Alors que nous n’avions identifié qu’une seule allusion pour les ouvrages littéraires, cette pratique intertextuelle est la plus utilisée pour les films et les séries. Voici le détail par chanson :

- « The Number of the Beast » : Steve Harris a plusieurs fois déclaré qu’Omen II de Don Taylor et un cauchemar avaient été la base de cette chanson. Le lien avec le film est très difficile à saisir ; il y a bien sûr le mal qui s’incarne dans le petit Damien mais cela ne va pas au-delà et ce sont les interviews qui donnent plus d’éclairage que les paroles elles- mêmes.

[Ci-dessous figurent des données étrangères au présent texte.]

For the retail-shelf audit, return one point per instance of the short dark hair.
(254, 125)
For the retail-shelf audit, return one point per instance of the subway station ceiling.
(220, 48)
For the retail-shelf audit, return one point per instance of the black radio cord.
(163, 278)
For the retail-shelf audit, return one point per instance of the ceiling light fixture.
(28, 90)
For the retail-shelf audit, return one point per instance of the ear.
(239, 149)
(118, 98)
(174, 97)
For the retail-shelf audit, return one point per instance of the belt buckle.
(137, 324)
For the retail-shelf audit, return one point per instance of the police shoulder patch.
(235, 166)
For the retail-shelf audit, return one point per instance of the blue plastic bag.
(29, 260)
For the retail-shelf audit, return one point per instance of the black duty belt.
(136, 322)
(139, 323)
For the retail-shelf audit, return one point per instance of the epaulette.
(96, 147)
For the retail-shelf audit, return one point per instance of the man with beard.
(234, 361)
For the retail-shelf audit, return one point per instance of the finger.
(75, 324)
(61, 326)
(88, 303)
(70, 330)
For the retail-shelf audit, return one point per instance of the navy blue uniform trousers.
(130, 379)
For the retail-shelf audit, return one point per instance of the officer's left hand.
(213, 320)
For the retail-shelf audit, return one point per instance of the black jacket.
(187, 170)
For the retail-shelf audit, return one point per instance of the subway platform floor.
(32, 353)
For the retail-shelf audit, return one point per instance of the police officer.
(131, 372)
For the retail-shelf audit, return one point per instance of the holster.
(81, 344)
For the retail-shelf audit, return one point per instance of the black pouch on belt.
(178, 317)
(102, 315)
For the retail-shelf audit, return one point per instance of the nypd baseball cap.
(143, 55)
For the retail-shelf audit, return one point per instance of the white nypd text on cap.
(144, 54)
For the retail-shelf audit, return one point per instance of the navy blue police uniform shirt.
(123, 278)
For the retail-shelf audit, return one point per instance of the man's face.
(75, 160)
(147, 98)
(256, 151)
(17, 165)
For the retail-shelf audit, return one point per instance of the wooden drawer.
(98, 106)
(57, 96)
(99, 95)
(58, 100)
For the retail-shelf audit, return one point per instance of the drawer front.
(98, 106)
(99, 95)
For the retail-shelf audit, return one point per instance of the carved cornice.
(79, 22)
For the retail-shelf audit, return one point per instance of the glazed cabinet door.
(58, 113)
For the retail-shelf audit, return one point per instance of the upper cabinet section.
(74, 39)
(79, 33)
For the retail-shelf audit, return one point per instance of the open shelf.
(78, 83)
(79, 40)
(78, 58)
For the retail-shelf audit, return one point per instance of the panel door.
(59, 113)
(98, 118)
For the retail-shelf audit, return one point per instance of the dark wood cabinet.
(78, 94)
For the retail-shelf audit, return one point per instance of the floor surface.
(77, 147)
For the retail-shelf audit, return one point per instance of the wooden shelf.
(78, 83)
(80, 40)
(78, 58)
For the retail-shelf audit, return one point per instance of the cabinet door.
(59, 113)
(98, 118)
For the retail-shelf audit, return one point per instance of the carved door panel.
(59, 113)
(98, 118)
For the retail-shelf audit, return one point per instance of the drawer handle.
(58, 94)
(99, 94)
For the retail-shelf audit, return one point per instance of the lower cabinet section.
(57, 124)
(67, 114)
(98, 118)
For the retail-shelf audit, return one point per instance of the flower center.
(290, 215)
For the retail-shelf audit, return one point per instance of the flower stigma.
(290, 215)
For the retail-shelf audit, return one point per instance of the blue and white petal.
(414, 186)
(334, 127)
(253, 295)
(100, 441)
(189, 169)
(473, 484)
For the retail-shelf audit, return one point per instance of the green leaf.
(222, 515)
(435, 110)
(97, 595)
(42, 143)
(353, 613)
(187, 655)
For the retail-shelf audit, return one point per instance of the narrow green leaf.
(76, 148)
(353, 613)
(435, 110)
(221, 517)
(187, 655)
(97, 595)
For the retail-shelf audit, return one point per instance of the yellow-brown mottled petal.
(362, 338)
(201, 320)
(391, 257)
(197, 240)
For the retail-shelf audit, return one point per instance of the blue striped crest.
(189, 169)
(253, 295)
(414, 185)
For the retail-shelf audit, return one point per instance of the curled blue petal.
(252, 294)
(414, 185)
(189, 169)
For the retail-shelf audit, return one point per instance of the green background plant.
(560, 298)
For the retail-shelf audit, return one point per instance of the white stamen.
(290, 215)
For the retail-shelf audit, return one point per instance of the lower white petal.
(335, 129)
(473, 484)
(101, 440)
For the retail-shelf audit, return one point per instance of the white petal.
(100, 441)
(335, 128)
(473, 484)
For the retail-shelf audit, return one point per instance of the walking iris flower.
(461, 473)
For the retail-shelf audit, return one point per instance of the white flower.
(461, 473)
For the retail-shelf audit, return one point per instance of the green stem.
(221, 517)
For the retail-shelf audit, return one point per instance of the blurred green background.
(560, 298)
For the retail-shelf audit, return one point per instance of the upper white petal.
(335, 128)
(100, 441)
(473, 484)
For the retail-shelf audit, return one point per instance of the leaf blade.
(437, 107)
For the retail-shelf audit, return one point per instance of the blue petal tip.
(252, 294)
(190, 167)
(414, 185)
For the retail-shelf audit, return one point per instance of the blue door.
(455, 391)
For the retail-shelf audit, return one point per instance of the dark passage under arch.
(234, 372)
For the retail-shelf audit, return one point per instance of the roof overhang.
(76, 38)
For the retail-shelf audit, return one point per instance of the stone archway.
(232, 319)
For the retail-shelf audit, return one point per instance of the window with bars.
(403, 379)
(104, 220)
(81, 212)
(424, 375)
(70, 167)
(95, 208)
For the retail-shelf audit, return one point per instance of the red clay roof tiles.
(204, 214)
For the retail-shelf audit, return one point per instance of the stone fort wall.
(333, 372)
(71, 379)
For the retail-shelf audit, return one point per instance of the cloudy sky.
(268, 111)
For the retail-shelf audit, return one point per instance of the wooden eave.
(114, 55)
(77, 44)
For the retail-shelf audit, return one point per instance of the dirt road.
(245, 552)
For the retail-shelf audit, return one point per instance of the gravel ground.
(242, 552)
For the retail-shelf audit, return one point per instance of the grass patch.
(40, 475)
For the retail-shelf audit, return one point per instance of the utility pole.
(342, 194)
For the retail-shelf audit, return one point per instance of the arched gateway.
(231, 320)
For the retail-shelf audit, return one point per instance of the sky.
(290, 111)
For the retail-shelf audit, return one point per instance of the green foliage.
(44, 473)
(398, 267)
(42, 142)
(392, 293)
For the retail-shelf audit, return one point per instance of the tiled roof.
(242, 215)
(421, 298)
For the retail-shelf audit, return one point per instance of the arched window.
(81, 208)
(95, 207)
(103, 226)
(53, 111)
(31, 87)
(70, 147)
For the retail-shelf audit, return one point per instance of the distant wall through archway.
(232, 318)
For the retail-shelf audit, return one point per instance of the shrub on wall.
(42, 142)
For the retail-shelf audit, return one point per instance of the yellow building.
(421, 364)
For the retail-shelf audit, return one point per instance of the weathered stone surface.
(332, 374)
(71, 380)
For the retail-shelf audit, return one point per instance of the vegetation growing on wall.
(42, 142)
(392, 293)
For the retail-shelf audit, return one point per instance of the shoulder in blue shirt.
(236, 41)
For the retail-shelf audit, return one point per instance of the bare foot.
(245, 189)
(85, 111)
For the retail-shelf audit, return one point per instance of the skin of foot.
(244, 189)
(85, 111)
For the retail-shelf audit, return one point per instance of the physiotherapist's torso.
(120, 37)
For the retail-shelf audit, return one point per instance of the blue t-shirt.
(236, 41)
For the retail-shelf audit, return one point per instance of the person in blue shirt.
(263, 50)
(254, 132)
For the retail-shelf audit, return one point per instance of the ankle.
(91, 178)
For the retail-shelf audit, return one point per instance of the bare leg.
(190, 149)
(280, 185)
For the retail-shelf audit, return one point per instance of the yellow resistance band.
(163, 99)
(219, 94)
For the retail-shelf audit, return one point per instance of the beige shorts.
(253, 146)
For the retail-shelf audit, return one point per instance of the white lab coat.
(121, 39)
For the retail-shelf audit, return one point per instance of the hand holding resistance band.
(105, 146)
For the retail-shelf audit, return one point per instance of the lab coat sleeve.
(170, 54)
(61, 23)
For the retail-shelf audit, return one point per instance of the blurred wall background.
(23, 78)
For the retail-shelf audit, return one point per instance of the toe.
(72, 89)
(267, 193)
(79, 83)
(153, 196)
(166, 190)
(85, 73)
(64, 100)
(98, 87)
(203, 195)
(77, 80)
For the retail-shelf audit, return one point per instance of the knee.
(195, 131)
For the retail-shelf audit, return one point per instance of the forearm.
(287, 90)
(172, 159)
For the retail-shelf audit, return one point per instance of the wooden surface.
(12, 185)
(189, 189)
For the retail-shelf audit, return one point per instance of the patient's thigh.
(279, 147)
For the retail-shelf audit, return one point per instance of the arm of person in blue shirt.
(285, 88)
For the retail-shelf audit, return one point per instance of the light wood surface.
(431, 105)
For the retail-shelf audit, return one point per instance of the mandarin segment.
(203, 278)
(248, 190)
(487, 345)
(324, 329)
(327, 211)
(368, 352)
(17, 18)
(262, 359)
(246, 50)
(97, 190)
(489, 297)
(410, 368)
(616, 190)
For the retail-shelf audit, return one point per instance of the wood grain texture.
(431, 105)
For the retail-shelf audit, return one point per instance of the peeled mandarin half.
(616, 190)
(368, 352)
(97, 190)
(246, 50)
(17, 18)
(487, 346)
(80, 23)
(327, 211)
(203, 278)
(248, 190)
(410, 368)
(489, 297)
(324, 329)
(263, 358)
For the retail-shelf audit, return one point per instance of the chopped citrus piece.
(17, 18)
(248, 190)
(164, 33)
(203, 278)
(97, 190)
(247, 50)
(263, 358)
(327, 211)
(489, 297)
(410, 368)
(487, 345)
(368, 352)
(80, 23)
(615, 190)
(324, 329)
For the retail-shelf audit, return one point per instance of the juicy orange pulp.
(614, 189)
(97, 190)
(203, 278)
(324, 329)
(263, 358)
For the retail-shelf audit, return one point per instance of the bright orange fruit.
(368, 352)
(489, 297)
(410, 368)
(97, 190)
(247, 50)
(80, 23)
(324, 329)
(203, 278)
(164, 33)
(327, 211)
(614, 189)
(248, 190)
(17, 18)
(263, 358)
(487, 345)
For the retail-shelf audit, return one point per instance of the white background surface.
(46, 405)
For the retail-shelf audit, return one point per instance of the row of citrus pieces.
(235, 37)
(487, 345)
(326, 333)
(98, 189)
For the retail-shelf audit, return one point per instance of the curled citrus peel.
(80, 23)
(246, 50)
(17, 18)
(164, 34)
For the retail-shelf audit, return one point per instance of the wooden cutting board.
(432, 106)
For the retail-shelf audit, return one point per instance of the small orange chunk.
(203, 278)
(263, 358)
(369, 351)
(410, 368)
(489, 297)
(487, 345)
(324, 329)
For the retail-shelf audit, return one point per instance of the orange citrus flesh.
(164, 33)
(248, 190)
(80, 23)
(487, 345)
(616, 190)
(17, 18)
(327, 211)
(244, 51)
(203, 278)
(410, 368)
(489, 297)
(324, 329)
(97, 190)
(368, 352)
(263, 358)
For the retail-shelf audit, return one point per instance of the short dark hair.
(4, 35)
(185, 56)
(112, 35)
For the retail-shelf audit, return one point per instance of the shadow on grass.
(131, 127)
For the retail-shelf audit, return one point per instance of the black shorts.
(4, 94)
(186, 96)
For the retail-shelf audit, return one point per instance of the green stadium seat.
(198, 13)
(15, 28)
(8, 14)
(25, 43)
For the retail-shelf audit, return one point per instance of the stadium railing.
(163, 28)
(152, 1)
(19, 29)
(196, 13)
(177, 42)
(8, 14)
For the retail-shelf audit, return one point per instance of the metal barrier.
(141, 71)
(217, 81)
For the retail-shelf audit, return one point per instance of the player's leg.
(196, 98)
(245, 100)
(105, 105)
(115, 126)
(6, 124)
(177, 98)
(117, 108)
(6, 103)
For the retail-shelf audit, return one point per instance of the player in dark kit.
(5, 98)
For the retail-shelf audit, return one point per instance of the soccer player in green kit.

- « Back in the Village » : le village dont il est question dans le titre de la chanson est celui dans lequel Le Prisonnier a été enfermé. On retrouve d’autres éléments dans la chanson qui établissent le lien avec la série The Prisoner.

- « Bring Your Daughter to the Slaughter » : Bruce Dickinson avait expliqué à Tommy Vance588 que selon lui la série des films Nightmare on Elm Street était basée sur l’horrible idée que les jeunes filles se faisaient déflorer par Freddy Krugger, le « héros » démoniaque du film. Ainsi les paroles de cette chanson font allusion au sanglant dépucelage qui sous-tend le film.

588 « Friday Rock Show » sur BBC Radio 1, automne 1990. Merci à Paul STENNING de nous avoir indiqué la source de cette interview

- « The Sign of the Cross » : on retrouve dans cette chanson plusieurs éléments rappelant l’univers monacal dans lequel se passe l’intrigue du Nom de la rose adapté au cinéma par Jean-Jacques Annaud d'après le roman éponyme d’Umberto Eco. En outre dans le refrain, on retrouve « The name of the rose » mais les paroles n’ont pas d’autres liens avec l’histoire du sémiologue et romancier italien.

- « The Edge of Darkness » : c’est le titre de la chanson qui est une allusion au roman Au cœur des ténèbres de Joseph Conrad qui a inspiré à Francis Ford Coppola Apocalypse Now. Dans le titre original, The Heart of Darkness, « Heart » a été remplacé par « Edge ». - « Dance of Death » : Le septième sceau d’Ingmar Bergmann raconte la rencontre d’un chevalier revenant des croisades avec la mort. C’est de cette même confrontation dont il est question dans la chanson de Maiden.

- « Out of the Silent Planet » : C’est dans le titre et le sujet de cette chanson que l’on retrouve des allusions au film de science-fiction The Forbidden Planet du réalisateur Fred McLeod Wilcox.

- « Brighter than a Thousand Suns » : dans le refrain de cette chanson sur le Projet Manhattan on retrouve le vers « Out of the universe, a strange love is born ». C’est ce « fol amour » qui fait écho au film de Stanley Kubrick : Dr. Strangelove or How I Learned to Stop Worrying and Love the Bomb.

3.2.4. Les parodies

On retrouve dans les parodies de films la même inégalité de traitement que pour celles d’œuvres littéraires. Nous avons d’un côté un résumé très succinct du film de guerre « Where Eagles Dare » et de l’autre une transformation très réussie d’Apocalypse now avec les paroles de « The Edge of Darkness » même si nous avons déjà vu que nous pourrions parler de plagiat de passages parlés du film.

Enfin, il y a la parodie à la Monthy Python avec les paroles de « Quest for Fire » basées sur La guerre du feu de Jean-Jacques Annaud. En effet, la transformation est très grossière et Steve Harris a été jusqu’à commettre l’erreur de faire cohabiter les humains avec les dinosaures. On peut s’interroger sur ses intentions…

3.2.5. Synthèse

On retrouve pour les films la même tendance que pour les livres, à savoir celle de ne pas se contenter d’une seule pratique intertextuelle pour lier une chanson à une œuvre cinématographique.

4. Bilan

Près de la moitié des chansons de Maiden tirent leurs origines de cinq grands domaines des cultures humaines : les mythes, la Bible, l’Histoire, le cinéma et la littérature. Ces deux derniers appellent un type précis d’analyse du discours : celui de l’intertextualité. Nous avons pu identifier les quatre principaux procédés intertextuels utilisés : citations et plagiats ; références ; allusions ; parodies.

Dans le chapitre neuf nous proposerons une nouvelle terminologie française pour désigner les liens qui unissent les chansons aux domaines de la littérature et du cinéma.